The Cavaliers should not drop nearly as far as people believe. Last night while watching the Monday Night Football game I did a Win Prediction for this season’s Cavaliers based upon the last three seasons of MWS48 produced by each player on Cleveland’s roster, along with a guesstimate at the player’s projected playing time based on his past playing time, and I project the Cavs to win 42 games.
Don’t be shocked. Cleveland was a 60+ win team the last two seasons. For them to become the worst team in basketball, or among the worst, they would have to drop 40 wins. One player does not account for 40 wins.
We’ve seen similar phenomena in the past. When superstars in their prime leave teams we find that although the superstar accounted for a substantail number of wins, he was not the entire team. When Orlando lost Shaq O’Neal to the Lakers, they dropped 15 wins (60 to 45). When Portland lost Bill Walton they dropped 12 wins (57 to 45). When the Lakers lost Magic for a third of a season to knee injury they lost 6 games (60 to 54). When the Bulls lost Michael Jordan to baseball they dropped only 2 wins (57 to 55). And when the Bucks lost Kareem to the Lakers they dropped zero games (that’s an aberration. Kareem was injured in his last Milwaukee season, and the team’s Pythagorean that season was low while the next season it was high). The largest drop caused by the loss of a superstar in his prime that I could find was the San Francisco Warriors 31 game drop after they lost Wilt Chamberlain. But there were mitigating factors there, and Wilt was far more valuable in his day than any player today.

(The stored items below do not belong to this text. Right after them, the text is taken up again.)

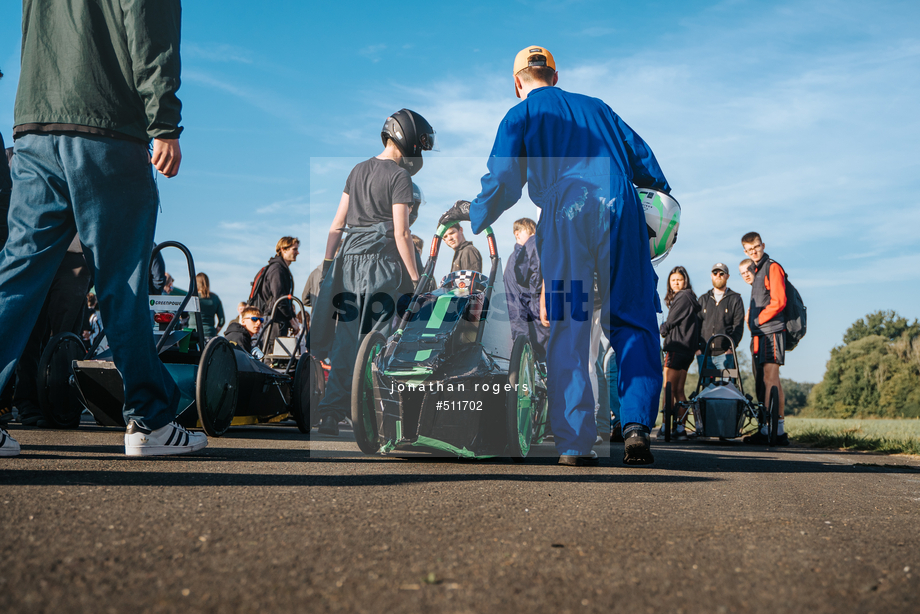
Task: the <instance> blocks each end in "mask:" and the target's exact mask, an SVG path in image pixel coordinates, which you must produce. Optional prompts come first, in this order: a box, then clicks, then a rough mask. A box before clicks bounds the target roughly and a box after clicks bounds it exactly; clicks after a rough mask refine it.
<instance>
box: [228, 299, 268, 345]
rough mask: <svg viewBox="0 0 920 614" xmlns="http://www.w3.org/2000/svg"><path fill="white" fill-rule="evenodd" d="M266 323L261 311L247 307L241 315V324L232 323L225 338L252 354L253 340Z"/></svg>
mask: <svg viewBox="0 0 920 614" xmlns="http://www.w3.org/2000/svg"><path fill="white" fill-rule="evenodd" d="M264 322H265V318H264V317H262V312H261V311H259V310H258V309H256V308H255V307H246V308H244V309H243V312H242V313H241V314H240V322H231V323H230V325H229V326H227V330H226V331H224V338H225V339H226V340H227V341H229V342H231V343H234V344H236V345H237V346H238V347H239V348H240V349H241V350H243V351H244V352H246V353H247V354H249V353H250V352H252V338H253V337H254V336H255V335H257V334H258V333H259V331H260V330H261V329H262V324H263V323H264Z"/></svg>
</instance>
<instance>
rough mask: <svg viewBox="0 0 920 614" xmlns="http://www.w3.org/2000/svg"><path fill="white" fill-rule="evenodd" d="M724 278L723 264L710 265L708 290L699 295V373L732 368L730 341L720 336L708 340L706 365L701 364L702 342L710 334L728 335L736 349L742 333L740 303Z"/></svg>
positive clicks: (741, 311) (710, 338) (698, 363)
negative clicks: (706, 362) (710, 289)
mask: <svg viewBox="0 0 920 614" xmlns="http://www.w3.org/2000/svg"><path fill="white" fill-rule="evenodd" d="M728 277H729V275H728V266H727V265H725V264H724V263H722V262H717V263H716V264H714V265H712V289H711V290H709V292H706V293H705V294H703V295H701V296H700V349H699V352H698V353H697V357H696V360H697V365H698V366H699V369H700V372H701V373H702V371H703V369H734V368H735V357H734V355H733V354H732V350H731V344H729V342H728V340H727V339H725V338H723V337H720V338H719V339H716V340H715V341H713V342H712V344H711V346H712V347H710V348H709V361H708V364H705V365H704V364H703V354H704V353H705V350H706V344H707V343H708V342H709V340H710V339H711V338H712V336H713V335H720V334H721V335H728V336H729V337H731V340H732V341H733V342H734V344H735V347H736V348H737V347H738V345H739V344H740V343H741V338H742V337H743V336H744V302H743V301H742V299H741V295H740V294H738V293H737V292H735V291H734V290H732V289H731V288H729V287H728Z"/></svg>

So the Cavaliers can clearly expect a drop off from losing LeBron, but not a drop off of a cliff. Absent the panic sell-off Dan Gilbert has been threatening, the Cavaliers should finish around the .500% win mark. (I will provide the specific player win projections in a later post).
LeBron did not win 63 games by himself. No player in NBA history has ever done that. The best single season “One Man Army” performance was Wilt Chamberlain in 1966-67, winning nearly half his teams games. No other player has ever approached that value, and LeBron, while being amongst teh NBA’s most valuable players over the last two seasons, certainly did not.